Friday, August 9, 2019

City Council, August 12th - ADA Compliance and Parking Removal

Council meets on Monday, and they will consider a request by Cherriots to bring bus stop areas into better conformance with ADA requirements. Because this involves removing some on-street parking stalls, and was subject to a close 4-3 vote at CATC, it has been deemed "controversial" and requires Council action.

An example of extending the "no parking" area.
Existing "no parking" in yellow, proposed in red.
On Winter Street just north of D Street
Holy moly. The proprietary claims on and privatization of public space in the road right-of-way was on full display in comments to CATC earlier. Eight nearby residents went to CATC to register opposition. No residents were in favor. Here's one:
"...[a resident feels] the property value has gone down because there is no longer on-street parking on either of the streets next to the residence...this property will have a difficult resale process and diminished value...this constitutes eminent domain without compensation...people utilizing the bus leave garbage and cigarette butts on the property diminishing its value."
Never mind the way that robust transit serves public need and enhances urban mobility. Also never mind the needs of differently-abled people who use the bus and would find advantage in greater clearance with the parking removal.

If Cherriots and the City are out of compliance, and would court a lawsuit, why is this even at CATC? As a purely technical matter, this should not be subject to the NIMBY process. Why do we continue to indulge the politics of our mania for free parking in the public right-of-way?

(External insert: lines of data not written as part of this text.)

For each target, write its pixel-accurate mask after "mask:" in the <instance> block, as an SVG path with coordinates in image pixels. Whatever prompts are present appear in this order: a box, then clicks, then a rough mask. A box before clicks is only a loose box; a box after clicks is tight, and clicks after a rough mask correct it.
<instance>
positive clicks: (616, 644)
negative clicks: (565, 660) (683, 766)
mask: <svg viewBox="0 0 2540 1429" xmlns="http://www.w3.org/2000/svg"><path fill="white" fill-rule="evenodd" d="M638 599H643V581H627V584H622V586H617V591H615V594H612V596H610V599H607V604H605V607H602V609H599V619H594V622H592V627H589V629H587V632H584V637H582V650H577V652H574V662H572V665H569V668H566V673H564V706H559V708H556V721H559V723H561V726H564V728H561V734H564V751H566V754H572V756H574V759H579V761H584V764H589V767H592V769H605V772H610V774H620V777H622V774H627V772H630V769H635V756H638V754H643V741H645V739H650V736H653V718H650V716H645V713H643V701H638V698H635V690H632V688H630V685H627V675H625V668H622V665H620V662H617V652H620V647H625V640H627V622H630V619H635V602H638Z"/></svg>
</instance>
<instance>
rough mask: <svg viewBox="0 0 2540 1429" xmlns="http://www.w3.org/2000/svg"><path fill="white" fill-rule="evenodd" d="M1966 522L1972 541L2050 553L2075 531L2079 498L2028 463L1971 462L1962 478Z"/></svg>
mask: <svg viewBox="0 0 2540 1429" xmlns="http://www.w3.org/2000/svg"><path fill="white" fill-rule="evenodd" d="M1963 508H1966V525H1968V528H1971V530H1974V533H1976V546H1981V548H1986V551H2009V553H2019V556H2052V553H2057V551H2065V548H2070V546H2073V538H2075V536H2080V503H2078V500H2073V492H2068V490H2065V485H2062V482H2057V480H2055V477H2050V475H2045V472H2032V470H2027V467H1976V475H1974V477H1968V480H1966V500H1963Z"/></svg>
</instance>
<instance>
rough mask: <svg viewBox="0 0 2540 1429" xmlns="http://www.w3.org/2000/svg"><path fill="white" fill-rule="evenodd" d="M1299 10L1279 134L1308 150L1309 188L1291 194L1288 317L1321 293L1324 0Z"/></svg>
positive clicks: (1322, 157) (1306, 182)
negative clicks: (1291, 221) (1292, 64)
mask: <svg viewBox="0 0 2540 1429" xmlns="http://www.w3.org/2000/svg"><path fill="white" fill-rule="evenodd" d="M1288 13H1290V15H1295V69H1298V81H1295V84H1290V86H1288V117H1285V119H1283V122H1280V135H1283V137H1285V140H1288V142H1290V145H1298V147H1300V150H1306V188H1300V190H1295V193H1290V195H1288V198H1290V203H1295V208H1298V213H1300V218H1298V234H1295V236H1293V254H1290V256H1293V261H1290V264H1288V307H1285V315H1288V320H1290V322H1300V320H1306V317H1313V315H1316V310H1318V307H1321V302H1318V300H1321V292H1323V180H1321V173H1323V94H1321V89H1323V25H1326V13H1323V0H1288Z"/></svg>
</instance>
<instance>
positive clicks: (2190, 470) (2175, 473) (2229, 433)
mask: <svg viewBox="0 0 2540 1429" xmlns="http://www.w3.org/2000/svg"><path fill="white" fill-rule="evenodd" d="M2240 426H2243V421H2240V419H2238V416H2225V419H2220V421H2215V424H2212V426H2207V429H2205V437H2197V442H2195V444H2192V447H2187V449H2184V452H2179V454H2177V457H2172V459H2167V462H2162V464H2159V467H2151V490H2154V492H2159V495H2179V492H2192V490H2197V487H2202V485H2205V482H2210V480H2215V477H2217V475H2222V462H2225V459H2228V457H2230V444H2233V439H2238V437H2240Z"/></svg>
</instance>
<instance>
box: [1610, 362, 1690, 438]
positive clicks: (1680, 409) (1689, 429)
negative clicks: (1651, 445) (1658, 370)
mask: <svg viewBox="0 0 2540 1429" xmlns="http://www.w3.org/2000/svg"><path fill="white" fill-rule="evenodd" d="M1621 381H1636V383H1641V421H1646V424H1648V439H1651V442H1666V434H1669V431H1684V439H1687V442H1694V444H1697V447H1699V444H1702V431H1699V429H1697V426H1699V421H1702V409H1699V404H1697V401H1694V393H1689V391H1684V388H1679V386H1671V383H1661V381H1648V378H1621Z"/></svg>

(On the other hand, if this is not a purely technical matter for compliance, Cherriots and the City should be clearer about where they are exercising discretion, where they are out of compliance, and should not frame it up as wholly about "compliance with the Americans with Disabilities Act.")

from Walkable City Rules
Apart from the question of our proprietary claims for annexing curbside space, there are questions about buses on bike boulevards, where we expect kids, and the role of parking in narrowing and calming a wide street. In Walkable City Rules Jeff Speck argues for the benefits of curbside parking, and in the Staff Report, there is too much attention paid to the objections of the immediately adjacent residents, and not enough attention to the way buses and parking removal is, or is not, consistent with our vision for Winter Street more generally.

In the end, by framing it up as a matter subject to the politics of parking and to neighborhood preferences, rather than a technical matter for better mobility and street function, the City and Cherriots may have missed an opportunity to start a different conversation about the way we treat the public space known as a street, about the harms of driving, and about the ways our parking arrangements induce carbon emissions. We have to start threading our climate emergency into these other topics.

Final pie chart from Our Salem: It's all about the cars
(There are several information reports of interest as well as the large matter of new revenue sources also on Council agenda. We'll briefly touch on these in a separate note over the weekend.)